I woke this morning to another major problem and it's a repeat of a terrible problem I had a few months back. I go to bed about 2 AM and wake at 8 AM to my tank totally covered in a sticky slime coating everywhere. It has to be literally scrubbed from the glass. The last time this happened, 10 fish were dead from suffocating in the slime. I could not see to even scoop them out of the tank.

It was thought that the line inside my DIY CO2 bottle was too long and it had sucked the contents out into the tank. I cut the line down so that would not happen and have had no more episodes of that. (Haven't used the CO2 continuously, tho, as I keep tearing my tank apart.)

This morning here I go again. Another tank covered in slime but the fish were ok this time out. This slime not only smells sweet but has the same consistency of Karo Syrup and just as sticky. I just don't get it. I just have the bubbler and was noticing it really wasn't bubbling all that much.

I can only think now that perhaps my filter was situated too near the bubbler and it sucked out too much CO2. ??? Two huge water changes, filter media changed twice, glass scrubbed and an air stone put in tank to drive off any remaining CO2. My new plants are covered in slime! blah

Lady Hobbs
08-19-2007, 04:46 PM
Thanks Chrona. I will get only one then.

Lady Hobbs
08-20-2007, 07:27 AM
bumping to get some answers to my CO2 slime problem

Dave66
08-20-2007, 07:39 AM
Hobbs
Its cyanobacteria, that slime, and its toxic to fishes, as you've found out. There's a nutrient imbalance in your tank, likely excess phosphate, that's getting it going. Phosphate can come from the food you feed as its part of the fish waste.
I don't think there's a hobby grade kit to test for the low amount of Phosphate to get cyno going (something over .02mg/l, if I recollect correctly.) Large partial water changes, increase the circulation, and you'll be that devil.

Dave

Chrona
08-20-2007, 11:03 PM
What color is the slime? Can you take a picture? Given how it popped up (and en masse) overnight, I'd say it seems to be CO2 related again. Cyano doesn't spread through an entire 55g tank in a few hours, and the other clues (slow CO2) point to CO2. The sweet may be due to the sugar? Furthermore, the presence of cyano is not harmful. The toxin is in the algae itself, which is why there aren't any fish that will eat the stuff. Thus, as long as the fish aren't literally swimming in it/sucking it up/breathing it in, they will be fine. Sugar/alcohol/yeast mix, on the other hand....tends to fill the entire tank with nasties.

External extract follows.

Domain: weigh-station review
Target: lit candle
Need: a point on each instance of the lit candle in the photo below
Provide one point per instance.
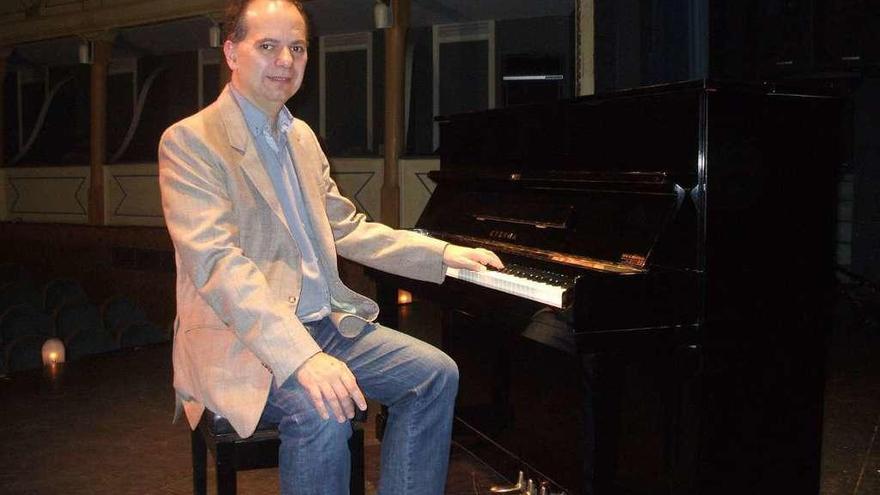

Cyanobacteria is easy enough to treat though, just dose some nitrates and your plants will pick up the slack. Only time cyano can grow is in zero-low nitrates situations where it's ability to fix atmospheric nitrogen gives it an edge. That's why is ideal to keep nitrates at 5-10 ppm instead of 0.

0.02mg/l phosphates is way too low. Then you'll be dealing with green spot algae, not to mention ailing plants. And you won't be able to find a hobby level test kit with that high of accuracy anyways. Even with a Salifert PO4 kit, it'd barely register at the very bottom of the scale. Cyano = not enough nitrates, not too much phosphates.

Lady Hobbs
08-21-2007, 12:14 AM
Thanks both for responding. I'm not messing with this CO2 again. I will get the fizz factory or a reactor or another type that I won't have that problem.